11. Die Finanzen der Union

Die Finanzvorschriften regeln das Eigenmittelsystem, den mehrjährigen Finanzrahmen und Bestimmungen zum jährlichen Budget der Union. Das Eigenmittelsystem wird wie bisher einstimmig vom Rat erlassen, ebenso bleibt das Ratifikationserfordernis in den Mitgliedstaaten. Neu ist der ausdrückliche Hinweis, dass der Rat in der Verordnung über das Eigenmittelsystem neue Kategorien von Eigenmitteln einführen und bestehende abschaffen kann. Der mehrjährige Finanzrahmen ersetzt das derzeitige Instrument der „Interinstitutionellen Vereinbarung über die Haushaltsdisziplin und die wirtschaftliche Haushaltsführung“ (IIV). Die aktuelle IIV wurde 2006 zwischen Rat, Europäischem Parlament und Kommission abgeschlossen und legt Ausgabenobergrenzen und Details der Zusammenarbeit der Haushaltsbehörden Rat und Europäisches Parlament für die Jahre 2007 bis 2013 fest.
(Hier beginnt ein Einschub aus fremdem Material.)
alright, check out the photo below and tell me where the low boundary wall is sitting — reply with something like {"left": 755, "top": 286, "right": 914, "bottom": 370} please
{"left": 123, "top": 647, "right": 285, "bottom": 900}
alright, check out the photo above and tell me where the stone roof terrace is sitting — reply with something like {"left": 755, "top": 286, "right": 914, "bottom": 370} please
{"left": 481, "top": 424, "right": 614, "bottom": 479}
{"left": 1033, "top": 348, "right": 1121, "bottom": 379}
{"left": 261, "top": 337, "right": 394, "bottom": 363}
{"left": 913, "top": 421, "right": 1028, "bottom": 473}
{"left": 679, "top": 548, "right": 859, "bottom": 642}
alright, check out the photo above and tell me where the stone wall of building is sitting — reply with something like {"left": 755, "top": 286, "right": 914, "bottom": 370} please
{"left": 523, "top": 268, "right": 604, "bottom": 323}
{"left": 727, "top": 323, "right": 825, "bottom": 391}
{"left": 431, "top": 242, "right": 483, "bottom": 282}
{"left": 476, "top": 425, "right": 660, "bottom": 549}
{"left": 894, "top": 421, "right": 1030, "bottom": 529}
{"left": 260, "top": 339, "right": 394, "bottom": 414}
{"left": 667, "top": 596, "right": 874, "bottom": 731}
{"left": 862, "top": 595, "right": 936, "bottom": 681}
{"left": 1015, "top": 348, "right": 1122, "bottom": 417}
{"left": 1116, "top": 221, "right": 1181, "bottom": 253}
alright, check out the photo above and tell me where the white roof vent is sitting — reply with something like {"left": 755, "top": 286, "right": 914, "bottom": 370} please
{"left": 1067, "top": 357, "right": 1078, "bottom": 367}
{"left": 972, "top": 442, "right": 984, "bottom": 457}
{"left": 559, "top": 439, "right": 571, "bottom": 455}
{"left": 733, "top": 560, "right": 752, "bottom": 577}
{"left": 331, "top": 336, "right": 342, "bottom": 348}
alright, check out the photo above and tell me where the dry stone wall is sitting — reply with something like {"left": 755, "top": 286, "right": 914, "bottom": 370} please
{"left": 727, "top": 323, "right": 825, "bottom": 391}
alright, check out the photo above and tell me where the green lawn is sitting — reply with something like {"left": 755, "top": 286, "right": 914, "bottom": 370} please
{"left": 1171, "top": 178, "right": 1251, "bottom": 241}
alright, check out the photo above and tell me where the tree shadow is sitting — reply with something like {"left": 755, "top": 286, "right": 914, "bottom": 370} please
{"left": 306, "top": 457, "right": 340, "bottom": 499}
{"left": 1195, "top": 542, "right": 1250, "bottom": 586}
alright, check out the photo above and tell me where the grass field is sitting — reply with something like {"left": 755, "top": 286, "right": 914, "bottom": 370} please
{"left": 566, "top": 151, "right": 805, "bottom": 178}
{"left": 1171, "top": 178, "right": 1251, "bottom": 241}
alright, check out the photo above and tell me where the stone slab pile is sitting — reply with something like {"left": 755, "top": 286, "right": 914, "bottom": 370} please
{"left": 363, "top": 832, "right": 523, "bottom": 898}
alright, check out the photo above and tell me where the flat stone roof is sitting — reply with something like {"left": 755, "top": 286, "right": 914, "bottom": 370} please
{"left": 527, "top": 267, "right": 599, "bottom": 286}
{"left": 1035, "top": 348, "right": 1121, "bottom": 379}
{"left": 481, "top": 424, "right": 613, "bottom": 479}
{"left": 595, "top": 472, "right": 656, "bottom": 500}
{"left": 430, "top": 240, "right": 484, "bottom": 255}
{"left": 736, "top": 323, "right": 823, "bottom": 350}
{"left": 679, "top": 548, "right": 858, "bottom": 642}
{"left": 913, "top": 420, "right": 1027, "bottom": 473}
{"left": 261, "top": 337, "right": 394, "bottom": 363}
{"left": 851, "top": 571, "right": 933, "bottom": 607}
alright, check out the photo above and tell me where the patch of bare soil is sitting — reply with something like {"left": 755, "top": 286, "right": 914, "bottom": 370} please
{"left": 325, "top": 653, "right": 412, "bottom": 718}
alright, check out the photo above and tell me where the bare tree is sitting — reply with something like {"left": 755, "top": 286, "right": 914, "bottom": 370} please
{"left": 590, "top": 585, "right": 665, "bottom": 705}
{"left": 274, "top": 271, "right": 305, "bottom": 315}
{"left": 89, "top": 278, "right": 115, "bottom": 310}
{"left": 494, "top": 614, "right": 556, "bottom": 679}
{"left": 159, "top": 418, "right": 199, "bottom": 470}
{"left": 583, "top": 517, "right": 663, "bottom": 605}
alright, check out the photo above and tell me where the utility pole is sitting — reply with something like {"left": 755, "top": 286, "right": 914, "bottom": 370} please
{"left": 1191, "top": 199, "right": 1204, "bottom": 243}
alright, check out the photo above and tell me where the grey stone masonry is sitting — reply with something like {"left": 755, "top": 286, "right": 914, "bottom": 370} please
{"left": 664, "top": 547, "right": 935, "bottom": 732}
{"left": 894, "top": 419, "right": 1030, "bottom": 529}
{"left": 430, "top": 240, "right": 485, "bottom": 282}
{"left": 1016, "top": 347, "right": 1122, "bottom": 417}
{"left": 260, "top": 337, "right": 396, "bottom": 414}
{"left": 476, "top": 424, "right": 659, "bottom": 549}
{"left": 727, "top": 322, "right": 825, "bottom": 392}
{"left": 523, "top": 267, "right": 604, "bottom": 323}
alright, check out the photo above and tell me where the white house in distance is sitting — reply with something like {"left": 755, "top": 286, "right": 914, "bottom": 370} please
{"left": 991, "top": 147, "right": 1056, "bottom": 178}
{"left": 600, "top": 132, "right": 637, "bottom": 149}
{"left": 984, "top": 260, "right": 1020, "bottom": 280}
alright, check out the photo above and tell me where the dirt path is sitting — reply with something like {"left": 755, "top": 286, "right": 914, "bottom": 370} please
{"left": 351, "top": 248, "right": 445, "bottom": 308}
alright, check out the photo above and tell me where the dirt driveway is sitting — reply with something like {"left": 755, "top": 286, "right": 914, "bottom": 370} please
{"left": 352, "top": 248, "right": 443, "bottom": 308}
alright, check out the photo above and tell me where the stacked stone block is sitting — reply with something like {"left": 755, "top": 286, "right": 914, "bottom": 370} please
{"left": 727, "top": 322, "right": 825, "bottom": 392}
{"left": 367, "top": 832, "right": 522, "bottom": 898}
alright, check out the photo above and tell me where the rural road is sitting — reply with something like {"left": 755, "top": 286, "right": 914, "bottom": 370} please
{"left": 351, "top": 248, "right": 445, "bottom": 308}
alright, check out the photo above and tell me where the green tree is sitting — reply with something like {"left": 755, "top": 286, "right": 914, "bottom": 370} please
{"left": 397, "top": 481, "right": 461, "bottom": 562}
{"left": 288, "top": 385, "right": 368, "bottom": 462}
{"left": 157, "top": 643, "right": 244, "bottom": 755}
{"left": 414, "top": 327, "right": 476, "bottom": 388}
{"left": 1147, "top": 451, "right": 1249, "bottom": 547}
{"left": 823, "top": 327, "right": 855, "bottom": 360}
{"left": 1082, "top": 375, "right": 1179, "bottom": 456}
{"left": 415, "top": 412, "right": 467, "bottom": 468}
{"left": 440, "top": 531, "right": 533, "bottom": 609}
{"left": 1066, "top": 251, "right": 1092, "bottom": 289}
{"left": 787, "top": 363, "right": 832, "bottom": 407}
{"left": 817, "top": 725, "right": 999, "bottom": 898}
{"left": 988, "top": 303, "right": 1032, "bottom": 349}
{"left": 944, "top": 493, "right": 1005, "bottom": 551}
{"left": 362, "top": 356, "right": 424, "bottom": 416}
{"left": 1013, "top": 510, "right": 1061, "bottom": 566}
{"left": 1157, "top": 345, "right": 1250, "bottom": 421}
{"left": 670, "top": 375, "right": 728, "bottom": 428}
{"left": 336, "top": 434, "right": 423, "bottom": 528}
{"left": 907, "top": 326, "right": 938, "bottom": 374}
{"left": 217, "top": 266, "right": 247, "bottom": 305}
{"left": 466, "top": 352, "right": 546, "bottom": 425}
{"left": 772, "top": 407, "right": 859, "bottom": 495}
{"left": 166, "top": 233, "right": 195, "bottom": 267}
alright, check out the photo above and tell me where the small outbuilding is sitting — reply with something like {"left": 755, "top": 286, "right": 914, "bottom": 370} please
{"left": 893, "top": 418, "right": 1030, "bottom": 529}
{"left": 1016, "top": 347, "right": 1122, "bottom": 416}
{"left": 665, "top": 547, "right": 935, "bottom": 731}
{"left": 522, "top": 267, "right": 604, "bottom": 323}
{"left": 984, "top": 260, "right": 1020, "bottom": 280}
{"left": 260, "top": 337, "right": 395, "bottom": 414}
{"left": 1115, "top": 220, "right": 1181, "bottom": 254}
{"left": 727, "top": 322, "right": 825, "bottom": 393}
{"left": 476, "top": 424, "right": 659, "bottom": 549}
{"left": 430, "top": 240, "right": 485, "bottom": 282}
Die Neuerung durch den Vertrag von Lissabon bewirkt eine Verstärkung der Haushaltsdisziplin: Während die IIV und die darin vereinbarten Ausgabenobergrenzen jederzeit von einer Institution aufgekündigt werden können, ist der mehrjährigen Finanzrahmen eine Verordnung, in der für einen Zeitraum von mindestens fünf Jahren die jährlichen Ausgabenobergrenzen je Ausgabenkategorie festgesetzt werden. Der mehrjährige Finanzrahmen wird vom Rat mit Zustimmung des Europäischen Parlaments einstimmig beschlossen. Der Europäische Rat kann einstimmig eine Entscheidung erlassen, wonach der Rat auf das qualifizierte Mehrheitserfordernis übergehen kann. Das Europäische Parlament, Rat und Kommission werden verpflichtet, ihrerseits alles zu tun, damit das Verfahren zur Annahme des Finanzrahmens erfolgreich abgeschlossen wird. Die Praxis der engen Zusammenarbeit im Rahmen des Beschlussfassungsverfahrens soll damit beibehalten werden. Das Verfahren zum jährlichen Budget wird neu konzipiert. Wesentliche Neuerung ist die Aufhebung der Unterscheidung zwischen obligatorischen und nichtobligatorischen Ausgaben und die daran geknüpften unterschiedlichen Verfahrensbestimmungen, hier vor allem das „letzte Wort“ des Rates bei den obligatorischen Ausgaben und das „letzte Wort“ des Europäischen Parlaments bei den nicht-obligatorischen Ausgaben. Die Aufhebung dieser Unterscheidung war an die Verstärkung der Haushaltsdisziplin durch die Einführung des mehrjährigen Finanzrahmens geknüpft. Das neue Gleichgewicht zwischen den Haushaltsbehörden wird durch ein Verfahren eigener Art hergestellt:

• Jede Haushaltsbehörde führt eine Lesung durch.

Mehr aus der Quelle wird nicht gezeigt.